The threat is inside. US-CERT on March 15 warned that threat actors associated with the Russian government had infiltrated ICS and SCADA systems at power plants using a variety of tactics. This image is a DHS reconstruction of a screenshot fragment of a human machine interface (HMI) that the threat actors accessed. Source: US-CERT
The threat is inside. US-CERT on March 15 warned that threat actors associated with the Russian government had infiltrated ICS and SCADA systems at power plants using a variety of tactics. This image is a DHS reconstruction of a screenshot fragment of a human machine interface (HMI) that the threat actors accessed. Source: US-CERT

Along with publishing an extensive list of indicators of compromise, the DHS and FBI recommended that network administrators review IP addresses, domain names, file hashes, network signatures, and a consolidated set of YARA rules for malware associated with the intrusion authored by the National Cybersecurity and Communications Integration Center. YARA is an open-source and multiplatform tool that provides a mechanism to exploit code similarities between malware samples within a family.

What Can Be Done

The DHS and FBI also recommended that network administrators add listed IPs to watch lists to determine whether malicious activity has been observed within their organization. System owners are also advised to run the YARA tool on any system suspected to have been targeted by these threat actors. The DHS also pointed to a list of general best practices applicable to the campaign [For more, see “General Best Practices to Thwart a Dragonfly Cyberattack.”]

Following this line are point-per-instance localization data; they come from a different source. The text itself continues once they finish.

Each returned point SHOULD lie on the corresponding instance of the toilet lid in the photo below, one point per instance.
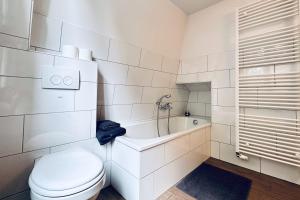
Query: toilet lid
(66, 170)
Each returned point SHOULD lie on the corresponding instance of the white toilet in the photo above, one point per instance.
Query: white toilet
(74, 174)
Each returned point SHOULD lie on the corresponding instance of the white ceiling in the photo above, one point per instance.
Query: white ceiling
(192, 6)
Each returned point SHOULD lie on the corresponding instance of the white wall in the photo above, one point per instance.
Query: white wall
(136, 46)
(208, 55)
(156, 25)
(135, 43)
(36, 121)
(199, 102)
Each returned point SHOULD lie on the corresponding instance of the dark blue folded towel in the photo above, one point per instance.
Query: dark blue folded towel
(109, 135)
(106, 125)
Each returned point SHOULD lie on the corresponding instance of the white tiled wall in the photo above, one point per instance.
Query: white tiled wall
(199, 102)
(16, 19)
(130, 78)
(217, 44)
(34, 121)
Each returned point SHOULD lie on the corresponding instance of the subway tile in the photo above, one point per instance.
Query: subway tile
(112, 73)
(26, 96)
(176, 148)
(127, 94)
(197, 138)
(151, 60)
(193, 97)
(151, 95)
(93, 123)
(198, 87)
(121, 179)
(187, 78)
(86, 97)
(40, 132)
(228, 154)
(124, 53)
(170, 65)
(116, 112)
(23, 63)
(220, 61)
(92, 145)
(208, 110)
(105, 94)
(178, 108)
(127, 158)
(11, 135)
(147, 187)
(179, 94)
(194, 65)
(14, 42)
(214, 97)
(161, 79)
(45, 32)
(206, 77)
(220, 133)
(197, 109)
(139, 77)
(215, 149)
(204, 96)
(142, 111)
(73, 35)
(226, 97)
(223, 115)
(15, 171)
(221, 79)
(88, 70)
(46, 51)
(173, 79)
(18, 25)
(168, 175)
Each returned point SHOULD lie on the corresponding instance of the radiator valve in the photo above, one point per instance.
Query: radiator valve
(241, 156)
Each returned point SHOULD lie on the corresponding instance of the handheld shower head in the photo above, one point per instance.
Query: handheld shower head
(161, 98)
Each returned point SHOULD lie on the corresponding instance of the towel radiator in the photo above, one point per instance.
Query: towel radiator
(268, 81)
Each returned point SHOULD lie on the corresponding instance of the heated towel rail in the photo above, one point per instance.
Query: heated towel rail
(268, 81)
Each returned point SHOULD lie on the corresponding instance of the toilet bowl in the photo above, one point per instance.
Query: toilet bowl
(74, 174)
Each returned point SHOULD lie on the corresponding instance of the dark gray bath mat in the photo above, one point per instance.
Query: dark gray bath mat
(211, 183)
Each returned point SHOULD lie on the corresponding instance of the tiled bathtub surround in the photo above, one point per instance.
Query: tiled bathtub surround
(152, 171)
(208, 54)
(130, 79)
(36, 121)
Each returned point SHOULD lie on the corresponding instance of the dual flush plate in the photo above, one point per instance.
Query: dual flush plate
(56, 78)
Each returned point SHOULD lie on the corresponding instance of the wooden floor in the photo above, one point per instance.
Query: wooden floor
(263, 187)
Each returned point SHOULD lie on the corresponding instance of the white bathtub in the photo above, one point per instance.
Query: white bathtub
(144, 165)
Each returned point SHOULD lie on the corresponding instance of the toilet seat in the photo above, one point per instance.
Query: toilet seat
(66, 173)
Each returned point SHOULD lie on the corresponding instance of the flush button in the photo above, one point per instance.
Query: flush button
(68, 80)
(55, 80)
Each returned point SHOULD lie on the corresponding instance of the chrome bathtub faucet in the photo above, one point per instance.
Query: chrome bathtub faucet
(163, 106)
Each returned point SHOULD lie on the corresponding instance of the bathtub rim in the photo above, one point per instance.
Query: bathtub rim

The DHS also specifically instructs anyone who identifies the use of tools or techniques it identified to report them to the DHS or law enforcement immediately at [email protected] (link sends e-mail) or 888-282-0870.

Why This is Significant

Earlier this month, cybersecurity firm Dragos Inc. warned in a series of reports that 2017 was a “watershed” year in ICS security largely due to the discovery of new capabilities and a significant increase in ICS threat activity groups.

Before last year, only three families of ICS-specific malware were known: Stuxnet, discovered before 2010, BlackEnergy 2, discovered in 2012, and Havex, which emerged in 2013. Over 2017, two new samples emerged: TRISIS and CRASHOVERRIDE. While the impact of these adversaries cannot be understated, Dragos said it is “confident” that additional unknown events have occurred.

The unprecedented disruption of electric grid operations in Ukraine on December 23, 2015 was attributed to the use of BlackEnergy 3 malware. A second attack in December 2016 that left portions of Kiev without power was pegged to CRASHOVERRIDE. Both are attributed to Russian threat actors.

Joe Slowik, a Dragos senior threat analyst, noted that numerous incidental infections occur in industrial networks on a regular basis, and while ICS-specific or ICS-tailored malware is rarer, the emergence of the two new malware samples is an ominous sign for industrial systems, which are likely to see operational losses and safety events into 2018 and into the foreseeable future, he suggested.

The latest UC-CERT report concerning the Dragonfly campaign is worrisome, according to Phil Neray, vice president of Industrial Cybersecurity at Boston-based industrial cybersecurity firm  CyberX, and it validates what the ICS community has known for months: “Russian cyberattackers have both the intent and the ability to successfully compromise our critical infrastructure networks, including in our nuclear facilities,” he said.

“The attackers demonstrated sophistication by using a variety of techniques to steal credentials from control system engineers—from phishing to website ‘watering hole’ attacks—and especially in the way they covered their tracks after intruding our networks, by deleting logs and other digital breadcrumbs that could reveal their presence,” Neray explained.

“It’s easy to see how Russia could leverage these dangerous footholds to test our red lines and threaten us with sabotage in the event of escalating hostilities, such as new Russian incursions on former Soviet territories.”